Wednesday, June 15, 2011

Encumbrance and Equipment (A.K.A. Why wagons are handy in D&D.)

For a long time I've played in and run games where the players didn't have to worry about encumbrance with their equipment. Usually due to having magical bags to store the stuff in or having easy access to transports. However, in this new D&D campaign I'm starting, encumbrance is an issue. Players are not only having to watch how much they are carrying, but where they are carrying it (I need to be able to determine what pickpockets can get their hands on, hee hee).

Back long ago when I was playing AD&D, I had to worry about encumbrance and the weight of my character's equipment. After struggling with it for a little while, I realized that I could use a wagon! So from that moment, when my characters started getting enough loot/equipment they went and got a wagon. We almost always had hirelings that would watch the party's camp so I just gave them a bit extra gold and they watched my wagon as well. It caught on with other members of the group and soon everyone had wagons and boy did it get interesting. The best time was when the group had about 10 wagons, most of them were covered or enclosed and they all had magic on them in some form or another. We would circle them around our campsite, set up the watch, then put a cover over the whole thing with a hole in the center of the cover for the smoke to go out, and then activate the magics to make it secure. The group was about 15th level when doing this. We called it our portable canvas tower. Then the group would leave their hirelings and followers there at the camp and trudge into the dungeon, if we needed anything that was at camp, our mage would teleport back to it, grab the stuff and port back, it was easy.
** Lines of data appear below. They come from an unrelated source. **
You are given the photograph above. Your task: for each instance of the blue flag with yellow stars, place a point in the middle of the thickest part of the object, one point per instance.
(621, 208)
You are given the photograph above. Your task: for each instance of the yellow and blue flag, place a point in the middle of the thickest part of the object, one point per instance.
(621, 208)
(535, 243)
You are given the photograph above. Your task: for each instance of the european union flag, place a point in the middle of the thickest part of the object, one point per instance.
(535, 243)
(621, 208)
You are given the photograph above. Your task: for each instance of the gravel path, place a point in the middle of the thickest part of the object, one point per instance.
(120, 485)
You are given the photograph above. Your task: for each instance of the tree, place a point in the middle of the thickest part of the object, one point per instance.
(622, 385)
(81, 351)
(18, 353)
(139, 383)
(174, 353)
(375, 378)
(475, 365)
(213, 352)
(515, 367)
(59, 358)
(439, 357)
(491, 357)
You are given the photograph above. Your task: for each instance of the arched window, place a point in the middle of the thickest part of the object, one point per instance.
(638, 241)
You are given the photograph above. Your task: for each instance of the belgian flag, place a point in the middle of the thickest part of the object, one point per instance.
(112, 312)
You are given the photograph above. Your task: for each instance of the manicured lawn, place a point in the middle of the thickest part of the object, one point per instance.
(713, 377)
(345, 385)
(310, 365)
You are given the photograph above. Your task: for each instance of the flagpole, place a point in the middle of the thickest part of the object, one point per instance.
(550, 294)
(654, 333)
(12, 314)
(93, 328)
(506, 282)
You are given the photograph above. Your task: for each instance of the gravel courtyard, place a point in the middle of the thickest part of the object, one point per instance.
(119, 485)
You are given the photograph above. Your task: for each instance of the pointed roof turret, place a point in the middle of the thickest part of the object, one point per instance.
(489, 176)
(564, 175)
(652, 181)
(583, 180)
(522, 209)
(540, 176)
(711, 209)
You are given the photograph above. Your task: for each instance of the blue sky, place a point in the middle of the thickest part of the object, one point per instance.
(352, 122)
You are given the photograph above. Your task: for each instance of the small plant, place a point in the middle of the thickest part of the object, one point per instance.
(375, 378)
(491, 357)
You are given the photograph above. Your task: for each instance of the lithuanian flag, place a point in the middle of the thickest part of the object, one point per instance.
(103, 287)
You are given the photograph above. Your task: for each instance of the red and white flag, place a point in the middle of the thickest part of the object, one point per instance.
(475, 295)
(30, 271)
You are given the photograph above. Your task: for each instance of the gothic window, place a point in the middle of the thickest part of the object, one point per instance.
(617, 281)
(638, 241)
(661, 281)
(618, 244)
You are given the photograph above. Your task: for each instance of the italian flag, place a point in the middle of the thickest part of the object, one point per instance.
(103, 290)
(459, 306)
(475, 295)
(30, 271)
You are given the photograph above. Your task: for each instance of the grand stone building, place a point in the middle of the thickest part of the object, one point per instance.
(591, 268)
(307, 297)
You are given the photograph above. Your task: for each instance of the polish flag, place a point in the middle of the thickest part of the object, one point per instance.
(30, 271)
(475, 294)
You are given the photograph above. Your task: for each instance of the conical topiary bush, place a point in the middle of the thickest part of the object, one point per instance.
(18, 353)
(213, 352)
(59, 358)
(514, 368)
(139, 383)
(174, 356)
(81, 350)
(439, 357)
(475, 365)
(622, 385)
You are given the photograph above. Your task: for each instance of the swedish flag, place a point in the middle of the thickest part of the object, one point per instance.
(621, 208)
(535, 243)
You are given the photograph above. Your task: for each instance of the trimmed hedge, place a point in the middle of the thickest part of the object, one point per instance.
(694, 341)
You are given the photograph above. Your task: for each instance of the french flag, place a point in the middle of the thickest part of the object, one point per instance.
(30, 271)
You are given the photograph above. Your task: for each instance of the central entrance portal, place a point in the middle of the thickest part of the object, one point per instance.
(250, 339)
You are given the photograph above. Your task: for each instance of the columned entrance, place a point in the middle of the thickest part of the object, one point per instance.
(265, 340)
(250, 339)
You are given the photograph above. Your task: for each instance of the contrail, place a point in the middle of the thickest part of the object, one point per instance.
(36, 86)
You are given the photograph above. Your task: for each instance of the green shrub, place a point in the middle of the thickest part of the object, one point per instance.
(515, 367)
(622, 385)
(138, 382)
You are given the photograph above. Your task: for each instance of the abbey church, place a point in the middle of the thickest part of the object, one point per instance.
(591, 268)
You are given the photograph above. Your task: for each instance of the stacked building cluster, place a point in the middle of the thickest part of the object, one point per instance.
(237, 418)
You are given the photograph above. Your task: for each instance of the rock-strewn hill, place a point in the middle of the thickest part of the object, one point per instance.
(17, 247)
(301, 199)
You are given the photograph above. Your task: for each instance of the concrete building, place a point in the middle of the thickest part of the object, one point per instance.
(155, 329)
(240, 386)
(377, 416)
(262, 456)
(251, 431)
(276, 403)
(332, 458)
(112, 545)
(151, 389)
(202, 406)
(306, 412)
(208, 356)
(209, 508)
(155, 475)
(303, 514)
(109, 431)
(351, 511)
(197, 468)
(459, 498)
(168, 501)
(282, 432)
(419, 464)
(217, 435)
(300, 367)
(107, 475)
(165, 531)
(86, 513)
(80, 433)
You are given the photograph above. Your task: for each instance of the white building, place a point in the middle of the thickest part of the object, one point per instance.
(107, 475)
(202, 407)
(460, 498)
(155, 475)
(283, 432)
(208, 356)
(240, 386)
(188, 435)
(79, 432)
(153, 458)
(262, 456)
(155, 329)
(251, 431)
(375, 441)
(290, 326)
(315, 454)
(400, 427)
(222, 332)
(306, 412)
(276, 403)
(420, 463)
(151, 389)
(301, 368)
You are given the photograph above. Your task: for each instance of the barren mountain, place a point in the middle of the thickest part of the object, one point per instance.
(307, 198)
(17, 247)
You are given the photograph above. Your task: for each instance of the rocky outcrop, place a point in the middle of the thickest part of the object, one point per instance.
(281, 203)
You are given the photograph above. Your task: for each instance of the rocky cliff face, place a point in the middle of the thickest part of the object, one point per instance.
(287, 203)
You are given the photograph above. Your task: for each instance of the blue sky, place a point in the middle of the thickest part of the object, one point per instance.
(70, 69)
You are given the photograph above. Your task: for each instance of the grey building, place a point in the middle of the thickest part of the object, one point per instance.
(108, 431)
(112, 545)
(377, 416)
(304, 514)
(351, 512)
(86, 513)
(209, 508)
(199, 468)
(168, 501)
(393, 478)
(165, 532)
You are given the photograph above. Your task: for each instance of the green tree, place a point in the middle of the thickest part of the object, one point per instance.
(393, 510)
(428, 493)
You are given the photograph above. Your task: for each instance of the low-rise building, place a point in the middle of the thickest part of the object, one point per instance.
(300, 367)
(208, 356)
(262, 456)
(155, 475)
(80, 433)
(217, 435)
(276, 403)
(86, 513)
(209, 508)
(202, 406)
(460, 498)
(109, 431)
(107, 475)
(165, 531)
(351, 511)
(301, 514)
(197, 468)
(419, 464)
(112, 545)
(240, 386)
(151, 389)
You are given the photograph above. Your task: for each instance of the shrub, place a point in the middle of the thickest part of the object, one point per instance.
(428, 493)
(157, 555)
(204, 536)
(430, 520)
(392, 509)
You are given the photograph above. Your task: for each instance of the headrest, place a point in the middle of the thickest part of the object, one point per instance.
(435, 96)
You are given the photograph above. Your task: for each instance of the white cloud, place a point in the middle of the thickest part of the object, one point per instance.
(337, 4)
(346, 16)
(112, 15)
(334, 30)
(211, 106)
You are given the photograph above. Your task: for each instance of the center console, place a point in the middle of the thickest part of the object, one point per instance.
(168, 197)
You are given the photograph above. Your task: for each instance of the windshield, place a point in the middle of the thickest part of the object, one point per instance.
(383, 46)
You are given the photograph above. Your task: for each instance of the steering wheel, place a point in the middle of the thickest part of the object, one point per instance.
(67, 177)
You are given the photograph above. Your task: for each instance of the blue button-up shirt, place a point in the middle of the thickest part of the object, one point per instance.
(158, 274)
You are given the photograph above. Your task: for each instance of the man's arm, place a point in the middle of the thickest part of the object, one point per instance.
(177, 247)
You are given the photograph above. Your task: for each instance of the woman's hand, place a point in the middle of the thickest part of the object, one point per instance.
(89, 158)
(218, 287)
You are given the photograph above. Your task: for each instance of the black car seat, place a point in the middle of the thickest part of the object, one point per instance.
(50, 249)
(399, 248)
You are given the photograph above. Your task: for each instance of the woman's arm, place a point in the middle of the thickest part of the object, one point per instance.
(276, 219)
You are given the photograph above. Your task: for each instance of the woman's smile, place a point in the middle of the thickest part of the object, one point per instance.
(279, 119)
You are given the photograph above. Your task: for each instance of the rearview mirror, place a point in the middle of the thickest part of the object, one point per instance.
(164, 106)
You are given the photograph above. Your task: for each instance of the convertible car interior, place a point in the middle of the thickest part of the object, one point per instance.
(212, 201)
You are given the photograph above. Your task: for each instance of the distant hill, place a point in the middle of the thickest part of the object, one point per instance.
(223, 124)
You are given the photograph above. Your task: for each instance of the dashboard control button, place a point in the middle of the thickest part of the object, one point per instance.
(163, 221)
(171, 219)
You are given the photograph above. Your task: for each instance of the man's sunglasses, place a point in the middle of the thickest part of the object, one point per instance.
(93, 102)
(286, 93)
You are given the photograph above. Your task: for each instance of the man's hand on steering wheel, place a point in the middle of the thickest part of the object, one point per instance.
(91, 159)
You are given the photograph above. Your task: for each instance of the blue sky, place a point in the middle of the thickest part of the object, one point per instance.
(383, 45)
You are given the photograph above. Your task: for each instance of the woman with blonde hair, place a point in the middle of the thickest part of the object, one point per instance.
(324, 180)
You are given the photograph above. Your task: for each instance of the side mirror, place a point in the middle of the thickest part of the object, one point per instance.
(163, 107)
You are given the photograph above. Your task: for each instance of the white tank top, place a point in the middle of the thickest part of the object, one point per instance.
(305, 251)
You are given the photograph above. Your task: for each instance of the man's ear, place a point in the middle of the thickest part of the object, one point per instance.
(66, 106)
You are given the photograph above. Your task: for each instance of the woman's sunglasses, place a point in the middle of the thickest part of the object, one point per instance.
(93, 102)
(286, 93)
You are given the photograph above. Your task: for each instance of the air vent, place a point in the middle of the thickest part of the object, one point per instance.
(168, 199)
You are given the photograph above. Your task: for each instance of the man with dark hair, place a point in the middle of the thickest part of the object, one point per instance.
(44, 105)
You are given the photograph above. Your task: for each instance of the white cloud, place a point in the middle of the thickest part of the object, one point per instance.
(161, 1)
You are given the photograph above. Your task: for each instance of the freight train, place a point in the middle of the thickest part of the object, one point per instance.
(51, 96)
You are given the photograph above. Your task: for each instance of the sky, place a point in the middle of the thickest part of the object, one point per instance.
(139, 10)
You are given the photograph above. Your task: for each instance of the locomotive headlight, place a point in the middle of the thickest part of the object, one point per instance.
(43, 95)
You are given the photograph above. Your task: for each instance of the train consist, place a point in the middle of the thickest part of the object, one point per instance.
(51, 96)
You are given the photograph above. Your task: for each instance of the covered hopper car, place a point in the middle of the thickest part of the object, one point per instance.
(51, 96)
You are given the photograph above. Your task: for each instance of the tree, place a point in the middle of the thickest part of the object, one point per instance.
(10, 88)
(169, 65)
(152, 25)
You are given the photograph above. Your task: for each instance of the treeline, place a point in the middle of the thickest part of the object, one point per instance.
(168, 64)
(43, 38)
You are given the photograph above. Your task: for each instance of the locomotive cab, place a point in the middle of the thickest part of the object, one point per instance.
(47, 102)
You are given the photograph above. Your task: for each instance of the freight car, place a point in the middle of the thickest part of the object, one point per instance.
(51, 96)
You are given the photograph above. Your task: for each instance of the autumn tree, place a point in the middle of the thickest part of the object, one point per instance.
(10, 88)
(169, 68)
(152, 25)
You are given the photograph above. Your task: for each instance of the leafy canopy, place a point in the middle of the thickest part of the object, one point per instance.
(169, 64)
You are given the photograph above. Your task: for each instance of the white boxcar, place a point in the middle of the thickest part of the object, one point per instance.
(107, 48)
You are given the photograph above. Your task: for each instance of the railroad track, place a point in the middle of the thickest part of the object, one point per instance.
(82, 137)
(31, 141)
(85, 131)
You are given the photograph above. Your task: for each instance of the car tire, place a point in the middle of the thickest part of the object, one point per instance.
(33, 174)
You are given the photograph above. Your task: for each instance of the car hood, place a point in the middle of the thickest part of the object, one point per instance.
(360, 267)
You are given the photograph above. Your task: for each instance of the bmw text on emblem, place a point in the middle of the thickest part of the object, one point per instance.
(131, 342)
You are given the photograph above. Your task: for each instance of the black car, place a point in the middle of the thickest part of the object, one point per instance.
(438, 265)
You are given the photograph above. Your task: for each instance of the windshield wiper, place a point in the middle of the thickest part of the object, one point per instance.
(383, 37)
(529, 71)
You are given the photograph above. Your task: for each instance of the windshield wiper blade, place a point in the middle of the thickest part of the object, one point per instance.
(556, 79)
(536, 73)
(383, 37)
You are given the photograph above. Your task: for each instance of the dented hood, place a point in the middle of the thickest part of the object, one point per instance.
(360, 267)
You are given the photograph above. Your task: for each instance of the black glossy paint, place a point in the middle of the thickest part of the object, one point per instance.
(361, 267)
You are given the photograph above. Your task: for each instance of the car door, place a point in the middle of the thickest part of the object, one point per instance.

Then someone ticked off a demon.

But that is another story. This is about the encumbrance and equipment.

Treasure has a weight, all treasure, and equipment has weight, so what happens when you combine both? Things get heavy, characters start to slow down. No more are the characters going to be carrying around 1000s of gold pieces at at time. Now, I'm not doing this to be mean (Though part of me is getting a bit of a sadistic kick out of it), but I wanted to do a "back to basics" game, even though it is in 3.5 D&D. So I wanted to count encumbrance again, get people to think about how they are going to accomplish these tasks they set out to do. And having to keep track of what your character is carrying is part of that. You have to plan more to get through. In all honesty, I think that the players will get more out of it since they are going to have to put more into it. And this is where a wagon would come in very handy.

Recently, I've found groups(not just members of my group, others that I have talked to as well) scoffing at the idea of having a wagon coming along with the group. This boggled my mind until I realized that no one was used to encumbrance. At the time it was easy to transport thousands of gold pieces and treasure, but not this time. This stuff can get heavy so it's time to figure out how you get the treasure back to town to sell it off. My suggestion? Get a wagon and a bunch of sacks. Big ones if you are lucky enough. Oh yeah, a horse to pull the wagon. I've seen groups forget to get a horse for their wagon. But remember, someone needs to watch the wagon while the characters are in the dungeon otherwise things might go missing.

Never underestimate the usefulness of a wagon.

1 comment:

  1. The barbarian refuses to pull the wagon. And she wields a greataxe. 'nuff said.